JIGSAW (October 28, 2017)
“Bodies are turning up around the city, each having met a uniquely gruesome demise. As the investigation proceeds, evidence points to one man: John Kramer. But how can this be? The man known as Jigsaw has been dead for over a decade. Or has an apprentice picked up the mantle of Jigsaw, perhaps even someone inside the investigation?”

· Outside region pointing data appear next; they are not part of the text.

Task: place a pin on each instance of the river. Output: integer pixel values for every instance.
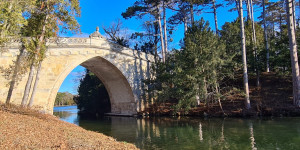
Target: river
(184, 133)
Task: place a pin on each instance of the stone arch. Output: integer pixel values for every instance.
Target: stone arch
(120, 92)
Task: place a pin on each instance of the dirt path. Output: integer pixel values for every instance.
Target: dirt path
(25, 129)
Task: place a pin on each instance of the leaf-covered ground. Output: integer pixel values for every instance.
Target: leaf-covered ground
(26, 129)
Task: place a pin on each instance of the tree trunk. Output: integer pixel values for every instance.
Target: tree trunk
(185, 24)
(15, 75)
(192, 13)
(215, 16)
(28, 86)
(5, 24)
(266, 36)
(32, 68)
(293, 52)
(248, 10)
(161, 37)
(219, 99)
(294, 13)
(254, 44)
(243, 44)
(37, 77)
(165, 30)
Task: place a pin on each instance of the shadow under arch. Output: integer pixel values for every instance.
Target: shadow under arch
(119, 90)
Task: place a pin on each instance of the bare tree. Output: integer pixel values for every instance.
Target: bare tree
(243, 44)
(293, 52)
(266, 36)
(116, 33)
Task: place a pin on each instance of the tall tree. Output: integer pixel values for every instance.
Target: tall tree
(116, 33)
(153, 8)
(266, 36)
(47, 18)
(254, 47)
(243, 44)
(293, 51)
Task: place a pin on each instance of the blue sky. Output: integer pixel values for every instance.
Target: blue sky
(103, 12)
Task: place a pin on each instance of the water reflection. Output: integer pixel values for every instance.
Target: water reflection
(67, 113)
(197, 133)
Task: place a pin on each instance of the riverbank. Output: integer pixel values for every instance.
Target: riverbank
(28, 129)
(274, 98)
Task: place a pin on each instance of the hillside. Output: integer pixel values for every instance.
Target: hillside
(26, 129)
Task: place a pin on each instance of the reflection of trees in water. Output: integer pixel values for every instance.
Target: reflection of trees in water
(191, 133)
(62, 114)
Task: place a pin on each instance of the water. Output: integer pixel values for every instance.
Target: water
(194, 133)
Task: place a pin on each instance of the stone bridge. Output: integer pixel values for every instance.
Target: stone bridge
(120, 69)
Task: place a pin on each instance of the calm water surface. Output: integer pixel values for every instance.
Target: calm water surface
(194, 133)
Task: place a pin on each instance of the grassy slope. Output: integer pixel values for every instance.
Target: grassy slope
(27, 129)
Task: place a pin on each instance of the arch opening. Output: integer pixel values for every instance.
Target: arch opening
(122, 101)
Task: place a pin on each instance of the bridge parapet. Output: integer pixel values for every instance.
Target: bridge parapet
(91, 42)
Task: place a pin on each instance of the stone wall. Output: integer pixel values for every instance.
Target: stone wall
(120, 69)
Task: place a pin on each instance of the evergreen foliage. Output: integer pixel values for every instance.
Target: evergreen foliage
(93, 99)
(193, 72)
(64, 99)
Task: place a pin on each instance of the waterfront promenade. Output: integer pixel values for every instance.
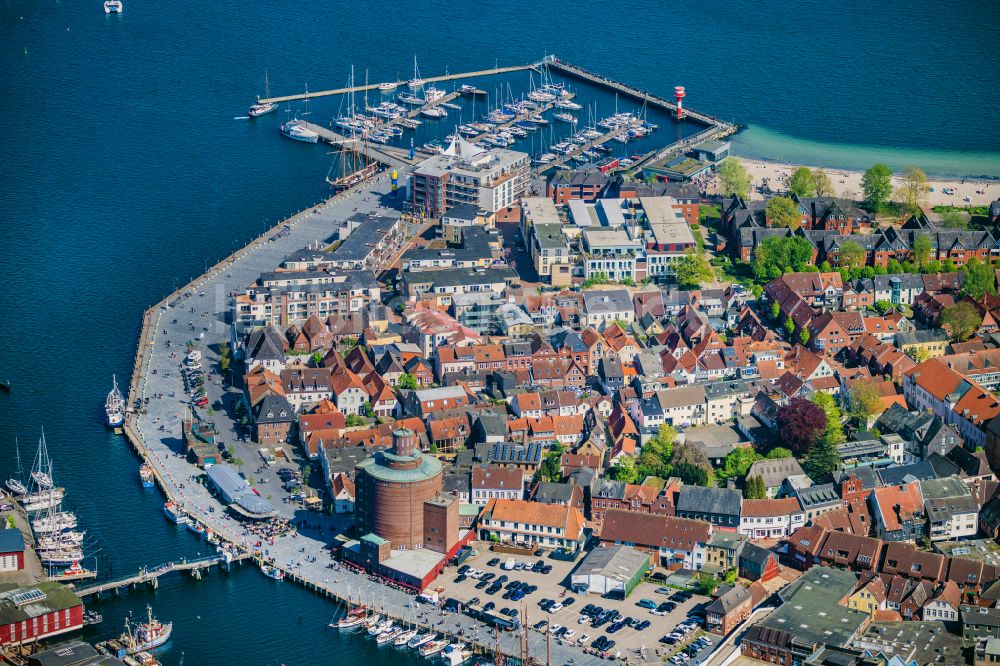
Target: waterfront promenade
(199, 311)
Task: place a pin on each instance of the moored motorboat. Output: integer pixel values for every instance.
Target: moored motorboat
(146, 475)
(114, 405)
(403, 637)
(173, 512)
(272, 572)
(433, 647)
(420, 640)
(296, 131)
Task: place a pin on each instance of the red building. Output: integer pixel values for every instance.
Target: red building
(29, 614)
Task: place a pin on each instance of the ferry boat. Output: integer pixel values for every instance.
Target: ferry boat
(260, 108)
(114, 405)
(174, 513)
(272, 572)
(146, 636)
(294, 130)
(420, 639)
(432, 647)
(146, 475)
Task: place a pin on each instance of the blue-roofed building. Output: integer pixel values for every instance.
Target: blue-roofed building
(237, 493)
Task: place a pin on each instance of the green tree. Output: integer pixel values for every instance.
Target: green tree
(865, 402)
(834, 431)
(979, 279)
(961, 320)
(912, 193)
(954, 220)
(851, 255)
(783, 212)
(693, 269)
(877, 185)
(625, 470)
(654, 459)
(737, 463)
(824, 188)
(596, 278)
(803, 182)
(921, 249)
(734, 179)
(776, 256)
(821, 460)
(693, 475)
(755, 488)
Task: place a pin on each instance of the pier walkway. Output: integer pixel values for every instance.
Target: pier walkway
(631, 91)
(151, 576)
(430, 79)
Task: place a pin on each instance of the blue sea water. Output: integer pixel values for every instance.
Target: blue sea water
(124, 173)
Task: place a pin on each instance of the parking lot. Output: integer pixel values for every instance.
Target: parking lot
(565, 608)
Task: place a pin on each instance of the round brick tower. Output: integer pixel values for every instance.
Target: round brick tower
(392, 487)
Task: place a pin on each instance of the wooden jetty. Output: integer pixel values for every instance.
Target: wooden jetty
(152, 576)
(374, 86)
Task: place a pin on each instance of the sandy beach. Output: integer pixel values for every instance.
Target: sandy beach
(967, 192)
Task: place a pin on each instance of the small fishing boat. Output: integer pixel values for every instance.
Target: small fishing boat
(388, 635)
(420, 640)
(378, 628)
(403, 637)
(260, 108)
(455, 654)
(174, 513)
(114, 405)
(355, 617)
(433, 112)
(146, 475)
(272, 572)
(433, 647)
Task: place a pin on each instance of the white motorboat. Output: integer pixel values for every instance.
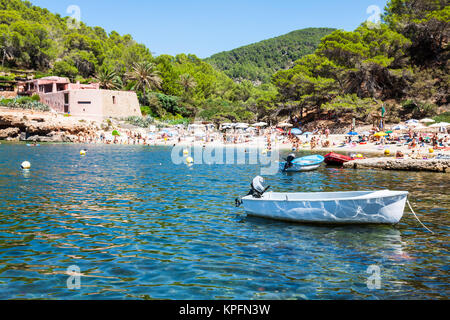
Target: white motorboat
(358, 207)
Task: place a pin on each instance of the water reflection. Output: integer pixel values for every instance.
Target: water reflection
(141, 230)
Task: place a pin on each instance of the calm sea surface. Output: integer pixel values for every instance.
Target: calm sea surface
(139, 227)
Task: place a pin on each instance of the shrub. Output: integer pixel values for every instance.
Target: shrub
(142, 122)
(26, 103)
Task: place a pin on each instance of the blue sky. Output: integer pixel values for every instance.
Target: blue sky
(206, 27)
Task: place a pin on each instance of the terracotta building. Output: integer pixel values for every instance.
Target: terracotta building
(84, 100)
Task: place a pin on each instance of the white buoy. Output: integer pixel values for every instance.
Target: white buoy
(189, 160)
(25, 165)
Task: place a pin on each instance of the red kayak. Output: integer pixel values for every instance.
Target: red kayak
(337, 159)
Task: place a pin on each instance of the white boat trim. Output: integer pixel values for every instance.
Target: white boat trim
(360, 207)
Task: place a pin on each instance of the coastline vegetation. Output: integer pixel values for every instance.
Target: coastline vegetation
(401, 63)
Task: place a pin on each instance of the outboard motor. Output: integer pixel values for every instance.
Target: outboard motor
(257, 190)
(289, 161)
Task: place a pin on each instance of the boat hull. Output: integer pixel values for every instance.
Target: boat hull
(337, 159)
(299, 168)
(308, 163)
(381, 207)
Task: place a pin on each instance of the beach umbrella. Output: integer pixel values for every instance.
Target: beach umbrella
(285, 125)
(296, 131)
(260, 124)
(427, 121)
(412, 122)
(400, 127)
(440, 125)
(242, 126)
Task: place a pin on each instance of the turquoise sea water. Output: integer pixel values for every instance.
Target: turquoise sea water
(139, 227)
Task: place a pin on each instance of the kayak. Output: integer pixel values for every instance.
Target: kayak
(308, 163)
(337, 159)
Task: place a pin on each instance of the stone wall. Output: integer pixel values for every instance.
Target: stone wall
(97, 104)
(8, 94)
(120, 104)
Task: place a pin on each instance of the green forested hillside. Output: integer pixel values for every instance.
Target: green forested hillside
(258, 61)
(403, 61)
(32, 38)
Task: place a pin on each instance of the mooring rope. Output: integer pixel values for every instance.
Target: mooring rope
(410, 207)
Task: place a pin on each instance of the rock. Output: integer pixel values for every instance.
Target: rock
(9, 133)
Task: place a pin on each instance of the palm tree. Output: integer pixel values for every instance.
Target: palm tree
(144, 76)
(187, 82)
(109, 79)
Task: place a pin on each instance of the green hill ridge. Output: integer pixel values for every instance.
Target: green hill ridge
(259, 61)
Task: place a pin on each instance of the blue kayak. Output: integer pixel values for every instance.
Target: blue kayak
(308, 163)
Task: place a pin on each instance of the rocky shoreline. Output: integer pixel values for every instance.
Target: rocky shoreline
(42, 127)
(431, 165)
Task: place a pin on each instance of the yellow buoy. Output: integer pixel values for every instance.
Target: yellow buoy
(189, 160)
(25, 165)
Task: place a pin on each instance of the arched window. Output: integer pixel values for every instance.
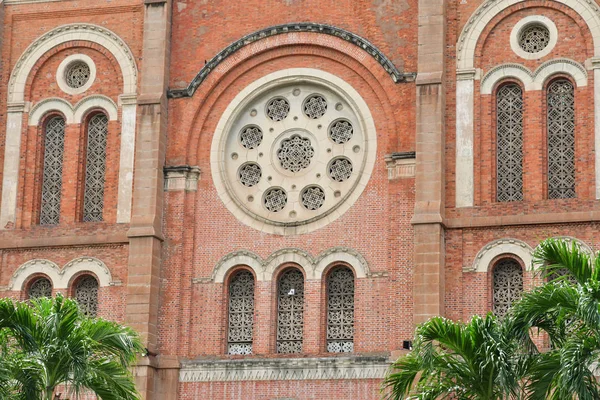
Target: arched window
(241, 313)
(95, 167)
(86, 294)
(509, 139)
(508, 285)
(340, 311)
(41, 287)
(290, 312)
(561, 140)
(54, 143)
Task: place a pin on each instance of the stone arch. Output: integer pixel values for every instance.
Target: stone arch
(472, 30)
(238, 258)
(67, 33)
(483, 261)
(73, 114)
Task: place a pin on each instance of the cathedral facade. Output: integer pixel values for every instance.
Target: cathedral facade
(274, 193)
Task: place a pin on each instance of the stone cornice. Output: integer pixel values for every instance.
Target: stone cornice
(284, 369)
(350, 37)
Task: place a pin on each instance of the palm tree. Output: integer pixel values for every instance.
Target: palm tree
(567, 308)
(49, 343)
(472, 360)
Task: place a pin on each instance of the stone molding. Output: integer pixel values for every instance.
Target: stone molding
(285, 369)
(73, 114)
(490, 251)
(349, 37)
(534, 80)
(61, 277)
(467, 41)
(314, 267)
(401, 165)
(181, 177)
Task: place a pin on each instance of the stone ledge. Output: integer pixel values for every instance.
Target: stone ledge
(357, 367)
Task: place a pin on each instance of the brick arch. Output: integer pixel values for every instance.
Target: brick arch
(472, 30)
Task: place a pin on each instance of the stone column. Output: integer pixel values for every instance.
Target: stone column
(429, 176)
(145, 234)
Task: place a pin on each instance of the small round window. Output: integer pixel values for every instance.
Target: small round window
(77, 74)
(534, 38)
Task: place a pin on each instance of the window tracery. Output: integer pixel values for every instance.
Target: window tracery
(508, 285)
(340, 311)
(86, 294)
(93, 200)
(290, 312)
(241, 313)
(41, 287)
(561, 140)
(509, 103)
(54, 142)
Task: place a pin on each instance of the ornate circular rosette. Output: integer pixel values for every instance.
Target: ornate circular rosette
(292, 151)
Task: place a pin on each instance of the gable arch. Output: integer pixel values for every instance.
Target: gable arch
(483, 261)
(472, 30)
(67, 33)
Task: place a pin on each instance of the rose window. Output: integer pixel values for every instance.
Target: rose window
(292, 154)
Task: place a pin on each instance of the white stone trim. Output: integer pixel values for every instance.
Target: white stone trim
(313, 267)
(464, 143)
(467, 42)
(527, 22)
(60, 277)
(287, 369)
(537, 79)
(484, 257)
(73, 114)
(67, 62)
(310, 75)
(67, 33)
(16, 95)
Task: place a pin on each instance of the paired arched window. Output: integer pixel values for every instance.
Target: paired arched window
(86, 294)
(340, 311)
(507, 285)
(95, 168)
(560, 121)
(54, 143)
(40, 287)
(509, 142)
(290, 311)
(241, 313)
(561, 139)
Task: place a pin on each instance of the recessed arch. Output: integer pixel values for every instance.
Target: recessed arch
(484, 260)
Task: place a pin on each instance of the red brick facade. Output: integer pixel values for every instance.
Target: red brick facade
(420, 239)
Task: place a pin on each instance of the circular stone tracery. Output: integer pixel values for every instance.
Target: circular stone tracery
(298, 145)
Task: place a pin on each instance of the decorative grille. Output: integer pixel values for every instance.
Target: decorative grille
(295, 153)
(278, 109)
(341, 131)
(275, 199)
(42, 287)
(315, 107)
(54, 143)
(313, 197)
(93, 200)
(510, 143)
(290, 312)
(241, 313)
(250, 174)
(340, 311)
(534, 38)
(508, 285)
(77, 75)
(561, 140)
(86, 294)
(251, 137)
(340, 169)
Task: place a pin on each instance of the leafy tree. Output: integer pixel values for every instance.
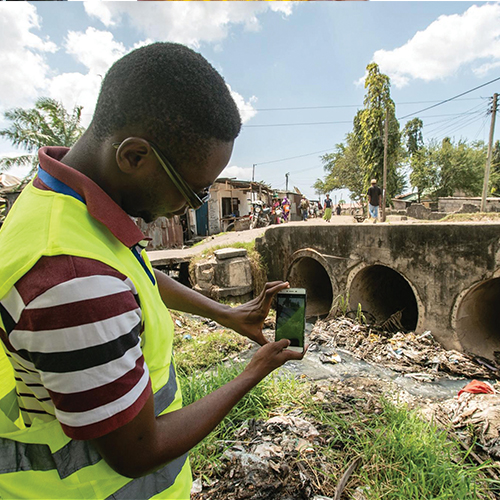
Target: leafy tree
(369, 132)
(423, 174)
(343, 170)
(47, 124)
(460, 168)
(414, 137)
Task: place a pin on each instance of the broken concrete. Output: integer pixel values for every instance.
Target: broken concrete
(227, 274)
(438, 275)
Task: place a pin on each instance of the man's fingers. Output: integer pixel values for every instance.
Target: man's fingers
(282, 344)
(270, 284)
(277, 286)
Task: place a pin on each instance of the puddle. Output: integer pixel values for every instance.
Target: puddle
(441, 388)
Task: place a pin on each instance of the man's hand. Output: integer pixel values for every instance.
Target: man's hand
(271, 356)
(248, 318)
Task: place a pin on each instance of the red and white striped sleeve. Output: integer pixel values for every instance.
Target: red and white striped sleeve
(77, 323)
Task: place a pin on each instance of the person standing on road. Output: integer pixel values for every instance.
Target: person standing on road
(374, 198)
(304, 208)
(328, 209)
(90, 405)
(286, 209)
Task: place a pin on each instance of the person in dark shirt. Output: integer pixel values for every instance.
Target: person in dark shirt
(374, 197)
(328, 209)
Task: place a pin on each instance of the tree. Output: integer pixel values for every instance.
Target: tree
(423, 174)
(460, 167)
(343, 170)
(47, 124)
(369, 132)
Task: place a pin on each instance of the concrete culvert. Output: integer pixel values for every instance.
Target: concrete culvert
(382, 292)
(308, 273)
(478, 319)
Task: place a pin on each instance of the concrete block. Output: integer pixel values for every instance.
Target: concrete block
(230, 253)
(234, 272)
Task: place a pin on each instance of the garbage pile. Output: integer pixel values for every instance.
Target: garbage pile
(418, 356)
(473, 417)
(272, 460)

This is more gleeful news — taking off where the brutal yet wickedly entertaining Saw franchise ended in 2010 (seven movies plus one film short). I i-burped this before, but the Saw movies combined is one of the most successful franchises in movie history. You can win bar bets with that bit ‘o information. And I have.

Fredheads

FREDHEADS (2017/2018)
FredHeads is a documentary about the fandom of A Nightmare on Elm Street (1984) and how it has changed the lives of so many people. The documentary will follow three fans as they tell their story and what their journey in the Nightmare community has been; some as fans, others rising through popularity. Along the way, we will be filming at conventions and getting as many fan stories as possible to feature as many fans as we can in the documentary.”

Awesome — a nice tribute to Wes Craven and his horror masterpiece. As they are filming fans at conventions, this could legally pave the way for my co-star credit along side of Freddy Krueger. Prior to this, I was just Photoshopping myself next to Freddy on all his movie posters. (In one we even appear to be BFFs.)